Este ano representou apenas o início de um longo percurso onde alguns dos objetivos já podem ser dados como atingidos, mas muitos novos foram surgindo. A conclusão de que não existe uma “receita” e de que cada cliente responde a determinado estímulo ou situação de forma variada e instável, e de que esta variabilidade e subjetividade interindividual vai exprimir-se através de ritmos diferenciados de desenvolvimento que vão reger todo o processo interventivo, foi, sem dúvida, a grande ilação de todo o Estágio. Foram inúmeras as referências, ao longo dos 4 anos de formação, acerca do desenvolvimento de cada indivíduo em todos os domínios, e ao facto de este compreender um conjunto de transformações que dependem, não só da maturação com base genética, mas também da qualidade da estimulação envolvimental, cujo impacto é tão, ou mais importante. No entanto, o facto de a plasticidade do desenvolvimento humano fazer com que resultados que se pensava serem irreversíveis possam ser recuperados, condutas readaptadas e competências readquiridas, com o objetivo máximo de uma funcionalidade ajustada ao envolvimento, só começou a fazer realmente sentido neste último ano, com uma intervenção direta e sistemática, e com a oportunidade de vivenciar as suas evoluções, evoluindo também com eles.

Durante este ano aprendi também que liberdade e autonomia não são sinónimos, e que é possível dar liberdade a uma pessoa que não tem a capacidade de ser completamente autónoma. A dependência física não quer dizer, obrigatoriamente, que a pessoa nunca se poderá sentir livre, e depende de quem, e de como, são prestados os apoios, limitar, ou não, essa mesma liberdade. Aprendi, certamente, que as limitações de cada pessoa não podem, nem devem marcar os seus limites.

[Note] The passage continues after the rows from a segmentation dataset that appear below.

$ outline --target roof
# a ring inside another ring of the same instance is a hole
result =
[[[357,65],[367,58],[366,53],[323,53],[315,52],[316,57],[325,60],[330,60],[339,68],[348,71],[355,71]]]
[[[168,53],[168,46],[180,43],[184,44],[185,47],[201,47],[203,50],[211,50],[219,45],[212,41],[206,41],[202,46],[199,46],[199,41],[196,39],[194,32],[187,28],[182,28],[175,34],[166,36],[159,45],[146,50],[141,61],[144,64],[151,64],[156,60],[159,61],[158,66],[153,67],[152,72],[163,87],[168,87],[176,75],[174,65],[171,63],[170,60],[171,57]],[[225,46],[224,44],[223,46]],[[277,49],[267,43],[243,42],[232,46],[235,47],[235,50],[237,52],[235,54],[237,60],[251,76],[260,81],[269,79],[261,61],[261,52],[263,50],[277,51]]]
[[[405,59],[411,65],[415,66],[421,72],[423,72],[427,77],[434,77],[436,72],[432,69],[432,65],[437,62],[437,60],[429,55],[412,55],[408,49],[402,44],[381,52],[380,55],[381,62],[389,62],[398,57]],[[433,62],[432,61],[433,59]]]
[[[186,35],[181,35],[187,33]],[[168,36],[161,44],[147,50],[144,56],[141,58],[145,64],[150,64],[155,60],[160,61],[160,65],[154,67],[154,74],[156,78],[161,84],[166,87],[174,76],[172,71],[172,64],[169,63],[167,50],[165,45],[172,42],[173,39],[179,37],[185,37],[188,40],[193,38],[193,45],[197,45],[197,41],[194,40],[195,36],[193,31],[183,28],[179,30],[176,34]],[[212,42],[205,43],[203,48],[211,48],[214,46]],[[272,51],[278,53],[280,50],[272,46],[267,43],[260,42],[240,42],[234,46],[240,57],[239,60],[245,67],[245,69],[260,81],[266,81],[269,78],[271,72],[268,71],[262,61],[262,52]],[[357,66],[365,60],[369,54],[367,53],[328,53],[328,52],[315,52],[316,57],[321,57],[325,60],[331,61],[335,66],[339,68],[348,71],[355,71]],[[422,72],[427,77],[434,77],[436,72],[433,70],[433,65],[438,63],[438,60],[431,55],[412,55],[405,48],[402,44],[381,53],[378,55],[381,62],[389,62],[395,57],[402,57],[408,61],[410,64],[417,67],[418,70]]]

Como conclusão, importa referir que toda a intervenção psicomotora exige, não só um conhecimento detalhado em termos de desenvolvimento motor, cognitivo e social, como também uma boa dose de criatividade e capacidade de adaptação e resiliência por parte do Psicomotricista. A originalidade destes clientes enriquece o currículo, e a vida, de qualquer profissional e, na minha opinião, o mais importante de tudo, é aprender a ter a capacidade de lhes dar “direitos iguais para ser diferentes”.